Course Overview

This is the homepage for the embedded systems lab course. You can find most course information here.

This course is part of the CESE masters programme. This course is a continuation of the curriculum of Software Fundamentals and Software Systems.

DEADLINE 14TH OF APRIL (CODE + REPORT)

For students who did not follow Software Fundamentals or Software Systems

Software Fundamentals and Software Systems are marked as a prerequisite for this course. In this course we will apply a lot of the things you learned in those courses. We will also be working with Rust, a language that we taught during these two prerequisite courses.

This highly multi-disciplinary course comes with a lab project where teams of 4 students each will have to develop an embedded control unit for a tethered electrical model quad rotor aerial vehicle (the Quadrupel drone), in order to provide stabilization such that it can hover and (ideally!) fly, with only limited user control (one joystick). The control algorithm (which is given) must be mapped onto a home-brew PCB holding a modern nRF SoC interfacing a sensor module and the motor controllers.

The students will be exposed to simple physics, signal processing, sensors (gyros, accelerometers), actuators (motors, servos), basic control principles, and, of course, embedded software (in Rust!) which is the programming language to be used in order to develop the control system.

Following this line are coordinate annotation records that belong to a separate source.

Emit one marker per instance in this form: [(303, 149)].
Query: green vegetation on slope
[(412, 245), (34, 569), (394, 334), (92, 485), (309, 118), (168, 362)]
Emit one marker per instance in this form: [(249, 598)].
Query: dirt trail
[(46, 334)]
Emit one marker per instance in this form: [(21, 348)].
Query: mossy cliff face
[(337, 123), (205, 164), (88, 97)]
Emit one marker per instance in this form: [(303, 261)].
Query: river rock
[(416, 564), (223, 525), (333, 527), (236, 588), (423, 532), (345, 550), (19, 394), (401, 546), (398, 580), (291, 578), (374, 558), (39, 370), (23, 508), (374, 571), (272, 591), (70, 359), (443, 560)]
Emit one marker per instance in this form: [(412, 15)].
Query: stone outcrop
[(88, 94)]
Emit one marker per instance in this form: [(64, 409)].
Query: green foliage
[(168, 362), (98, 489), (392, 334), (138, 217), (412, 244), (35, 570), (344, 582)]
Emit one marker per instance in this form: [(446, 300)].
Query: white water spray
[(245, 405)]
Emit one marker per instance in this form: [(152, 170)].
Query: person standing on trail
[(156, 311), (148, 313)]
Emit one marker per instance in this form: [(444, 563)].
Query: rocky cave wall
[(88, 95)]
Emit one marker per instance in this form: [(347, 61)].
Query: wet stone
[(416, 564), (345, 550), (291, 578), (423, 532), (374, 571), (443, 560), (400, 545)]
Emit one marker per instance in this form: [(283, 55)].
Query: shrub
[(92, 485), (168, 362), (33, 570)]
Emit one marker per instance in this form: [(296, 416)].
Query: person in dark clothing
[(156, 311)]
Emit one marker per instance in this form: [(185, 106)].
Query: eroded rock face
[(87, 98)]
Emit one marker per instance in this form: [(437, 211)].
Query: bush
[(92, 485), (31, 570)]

The course was developed by Arjan van Gemund, a former member of the Embedded and Networked Systems group.

Signup procedure

To take part in this course, sign up was required. You can sign up here: https://forms.office.com/e/kLP9hp0ivh

Course Format

The course is offered during the 3rd quarter of the academic year (feb-apr), and is centered around a lab. Students are split into teams (approximately 3-4 students per team). Each team is responsible for the entire design and implementation trajectory leading up to a working flight demonstrator. The course is compulsory for CESE, and a few seats are available for CS, EE, and other students. The teams will be formed based on skills, type of masters, and organizational issues (black-out dates). The quality of the end result (flight demonstrator plus written report) and the student's personal involvement and contribution determines the course grade.

This course is compulsory for CESE students. Students of other MSc programs may join barring availability; the number of seats for this course is limited by the few quadcopters that we have.

Lab facilities are available under the supervision of two Teaching Assistants throughout the entire course period during the 4-hour labs. The teams are scheduled in such a way that each team has weekly access to the lab facilities during one of three slots. In total each team has 8 labs (i.e., 32 hours) over the entire course period.

Of course, much of the team work, such as meetings, background study, programming, all of which do not require lab equipment (i.e., supervision) (must) be performed outside lab hours. As the project work will most definitively exceed the 32 (supervised) lab hours (more like some 120 hours!), this unsupervised mode of team work has been shown to be a crucial success factor within the project.

Next to the lab, we have two lectures per week. Lectures include QR mechanics, actuators, servos, sensors, elementary control theory, and embedded programming. The purpose of the lectures is to provide the information necessary to successfully perform your lab project.